A los 17 años Pepe se plantea: si animo a los chicos a acercarse a Jesucristo y al final tengo que buscar cura para confesarlos, por qué no remato yo la faena. Este fue el germen que le llevó al sacerdocio. Por el camino se encontró con Manuel Aparici, con el P. Nieto en Comillas, con el P. Aldama en Salamanca y tantos otros. Quería parecerse al santo Cura de Ars, a san Juan de Ávila. Él quiso ser siempre sacerdote diocesano, como ellos, sólo eso sin carismas añadidos, muy unido a su obispo y entregado de lleno a una diócesis. Planteó su vida en pobreza y humildad, cada vez más absoluta. Con oración muy abundante, una vida mortificada para llevar muchas almas a Cristo y salvar multitudes. Dos años en Santo Tomé-Toledo y poco más de un año en Totanés (Toledo) de cura rural, hasta agotarse. El resto de su vida, toda su vida ministerial, dedicado a la formación de sacerdotes: Salamanca, Toledo, Palencia, otra vez Toledo ya hasta su muerte. Con D. Marcelo, sembraron santidad sacerdotal a raudales y mucho amor a la Iglesia. He aquí el secreto del Seminario de Toledo. Ejercicios por toda España, retiros, dirección espiritual de personas de toda clase y condición. Fue para muchos realmente maestro de vida espiritual, por experiencia y por ciencia, porque leyó mucho y asimiló más durante toda su vida.
Padre de los pobres. Cómo le querían los gitanos. Cómo se sentían queridos los pobres de todo tipo, los descartados, los que el mundo no valora. Su amor y su trato devolvieron la dignidad a tantas personas. Gastó su vida dándose a todos, haciéndose pedigüeño y entrampándose para socorrer tantas necesidades. Donó su casa, sus libros, su tiempo, su salud… hasta su cadáver. Vivió una vida escondida en Dios, sin lucimientos exteriores, sin títulos ni prebendas, y en la última temporada hasta la humillación suprema. Es el camino de Jesús, es el camino de todos los santos. Si el grano de trigo no muere, no da fruto.
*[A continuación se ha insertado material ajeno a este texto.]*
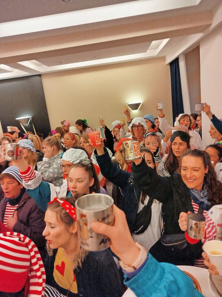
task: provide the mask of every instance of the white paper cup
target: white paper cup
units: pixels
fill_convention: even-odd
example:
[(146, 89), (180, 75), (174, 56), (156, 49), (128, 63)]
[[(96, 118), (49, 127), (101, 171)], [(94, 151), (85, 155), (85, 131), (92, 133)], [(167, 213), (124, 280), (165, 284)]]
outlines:
[[(210, 263), (215, 265), (216, 270), (220, 275), (222, 275), (222, 241), (210, 240), (204, 244), (203, 249), (209, 257)], [(216, 252), (215, 253), (219, 254), (214, 254), (215, 252)]]
[(157, 104), (158, 109), (163, 109), (164, 108), (164, 102), (158, 102)]

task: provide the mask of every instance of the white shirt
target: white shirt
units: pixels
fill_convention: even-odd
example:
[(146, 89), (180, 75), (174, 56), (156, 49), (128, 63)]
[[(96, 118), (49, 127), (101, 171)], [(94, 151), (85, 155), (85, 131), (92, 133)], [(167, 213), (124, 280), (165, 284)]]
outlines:
[[(173, 129), (173, 127), (171, 127), (167, 124), (165, 117), (164, 118), (160, 118), (159, 117), (158, 118), (159, 122), (159, 129), (165, 135), (167, 131)], [(199, 135), (196, 131), (190, 130), (189, 131), (189, 134), (190, 136), (190, 143), (193, 144), (197, 149), (202, 150), (202, 140)]]
[[(147, 204), (149, 199), (148, 196), (144, 201), (144, 204), (141, 203), (142, 192), (140, 199), (140, 203), (137, 213)], [(148, 228), (143, 233), (136, 235), (132, 233), (132, 238), (134, 241), (138, 242), (145, 247), (149, 251), (154, 244), (160, 238), (162, 229), (162, 203), (154, 200), (152, 205), (152, 217), (150, 223)]]

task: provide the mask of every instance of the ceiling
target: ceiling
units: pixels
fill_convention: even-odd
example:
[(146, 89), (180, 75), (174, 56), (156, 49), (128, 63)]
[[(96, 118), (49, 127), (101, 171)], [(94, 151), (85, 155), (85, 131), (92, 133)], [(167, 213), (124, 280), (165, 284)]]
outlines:
[(0, 5), (2, 79), (160, 56), (168, 63), (222, 23), (222, 0)]

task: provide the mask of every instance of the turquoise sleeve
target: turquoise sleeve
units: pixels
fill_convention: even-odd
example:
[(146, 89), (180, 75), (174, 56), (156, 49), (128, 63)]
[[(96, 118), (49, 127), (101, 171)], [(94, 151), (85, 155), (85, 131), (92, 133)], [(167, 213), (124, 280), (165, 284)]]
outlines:
[(159, 263), (149, 253), (146, 263), (124, 283), (137, 297), (203, 297), (192, 279), (175, 265)]
[(37, 206), (43, 211), (46, 211), (47, 204), (51, 200), (51, 190), (48, 183), (42, 181), (39, 186), (33, 190), (26, 189), (27, 192), (35, 200)]

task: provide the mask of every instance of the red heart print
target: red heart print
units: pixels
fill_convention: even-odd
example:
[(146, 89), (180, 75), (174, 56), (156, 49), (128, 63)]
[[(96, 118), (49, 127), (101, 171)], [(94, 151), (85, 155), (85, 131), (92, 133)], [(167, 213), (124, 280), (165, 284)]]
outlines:
[(58, 271), (60, 274), (61, 274), (63, 277), (64, 276), (64, 272), (65, 272), (65, 264), (64, 261), (62, 261), (61, 263), (61, 265), (60, 266), (58, 264), (55, 266), (55, 269)]

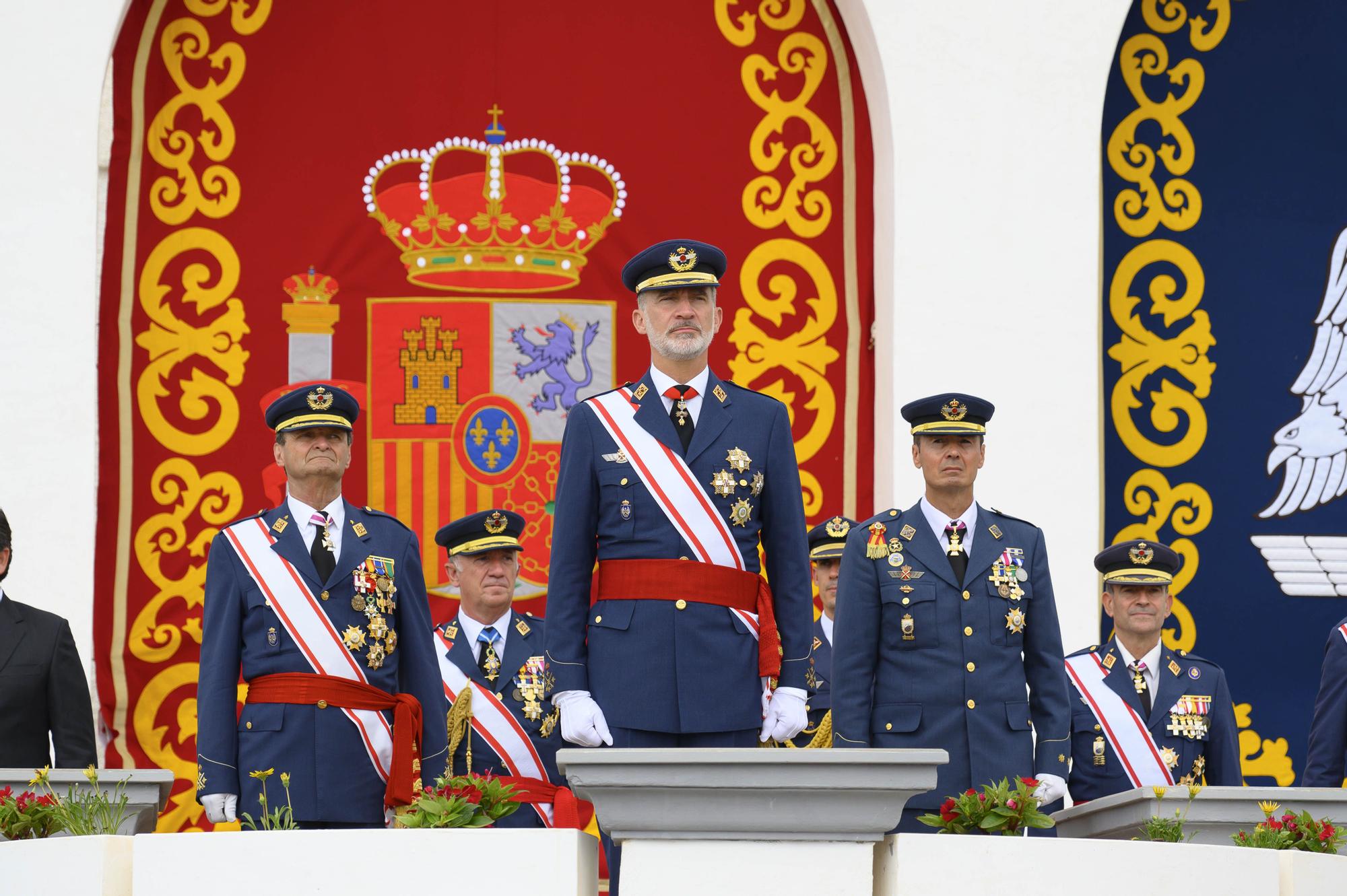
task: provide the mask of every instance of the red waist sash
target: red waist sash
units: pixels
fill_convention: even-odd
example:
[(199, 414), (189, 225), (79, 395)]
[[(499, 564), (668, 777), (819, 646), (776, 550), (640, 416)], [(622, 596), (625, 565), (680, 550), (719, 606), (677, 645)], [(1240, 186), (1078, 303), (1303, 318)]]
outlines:
[(772, 588), (757, 573), (687, 560), (601, 560), (590, 605), (601, 600), (686, 600), (757, 613), (758, 674), (781, 674)]
[(276, 673), (248, 682), (249, 704), (307, 704), (325, 701), (339, 709), (393, 710), (393, 757), (384, 791), (384, 806), (407, 806), (418, 794), (419, 775), (412, 760), (422, 733), (422, 708), (411, 694), (389, 694), (373, 685), (319, 675), (317, 673)]

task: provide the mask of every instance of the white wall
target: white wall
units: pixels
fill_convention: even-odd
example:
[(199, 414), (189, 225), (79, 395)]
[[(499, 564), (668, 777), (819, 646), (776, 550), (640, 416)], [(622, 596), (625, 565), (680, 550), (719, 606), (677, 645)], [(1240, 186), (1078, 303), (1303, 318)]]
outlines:
[[(121, 0), (0, 8), (4, 585), (92, 665), (100, 93)], [(994, 401), (978, 498), (1047, 530), (1068, 648), (1095, 638), (1099, 117), (1127, 0), (839, 0), (876, 139), (877, 502), (920, 478), (897, 416)], [(892, 433), (885, 439), (884, 433)]]

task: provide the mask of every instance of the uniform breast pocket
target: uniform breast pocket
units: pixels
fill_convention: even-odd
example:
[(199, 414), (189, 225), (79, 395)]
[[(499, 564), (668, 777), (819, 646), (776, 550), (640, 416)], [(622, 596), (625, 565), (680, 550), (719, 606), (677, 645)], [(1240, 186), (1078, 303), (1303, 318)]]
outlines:
[(630, 538), (636, 531), (637, 484), (640, 480), (628, 464), (598, 474), (599, 526), (614, 538)]
[(880, 583), (884, 644), (890, 650), (940, 646), (935, 583)]
[(1020, 583), (1022, 596), (1016, 597), (1010, 587), (1002, 592), (999, 585), (987, 583), (987, 631), (993, 644), (1024, 644), (1024, 632), (1029, 626), (1029, 609), (1033, 587)]

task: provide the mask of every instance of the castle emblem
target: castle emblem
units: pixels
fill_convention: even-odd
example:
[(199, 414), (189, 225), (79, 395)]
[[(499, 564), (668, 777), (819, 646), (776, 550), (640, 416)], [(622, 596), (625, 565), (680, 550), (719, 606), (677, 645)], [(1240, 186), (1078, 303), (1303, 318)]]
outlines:
[[(485, 140), (449, 137), (377, 159), (365, 210), (416, 285), (478, 293), (575, 285), (589, 252), (622, 217), (626, 182), (598, 155), (505, 140), (501, 109), (488, 114)], [(521, 174), (539, 167), (551, 176)]]

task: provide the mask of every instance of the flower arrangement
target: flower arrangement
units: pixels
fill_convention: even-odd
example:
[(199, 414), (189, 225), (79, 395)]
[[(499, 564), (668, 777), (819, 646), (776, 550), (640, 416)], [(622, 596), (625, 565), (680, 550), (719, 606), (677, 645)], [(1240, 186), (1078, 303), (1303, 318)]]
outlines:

Y cuánto fruto ha dado y dará, porque la muerte y el desprestigio han sido supremos, incluso después de su muerte.
Hoy la Iglesia, después de atento y riguroso examen, escuchando a todos, reconoce sus virtudes heroicas, a los 24 años de su muerte. Hoy la Iglesia, por la autoridad suprema del Papa Francisco, decreta: José Rivera Ramírez ha vivido todas las virtudes cristianas en grado heroico. Cuántas coincidencias entre Francisco y Rivera, sobre todo colocando a los pobres en el centro de la vida de la Iglesia. Si Dios se digna hacer un milagro o lo ha hecho ya por su intercesión, esperamos que pronto sea propuesto como ejemplo de virtud para todos, de sacerdote diocesano para muchos, como valioso intercesor para los pobres y los humildes. La diócesis de Toledo tiene a otro de sus hijos camino de los altares. Todos los que le hemos conocido en esta vida sentimos la brisa suave de su sonrisa junto a Dios, diciéndonos: Ánimo, la santidad está a tu alcance por la gracia de Dios, es tu única vocación y tu única tarea. Te espero en el cielo.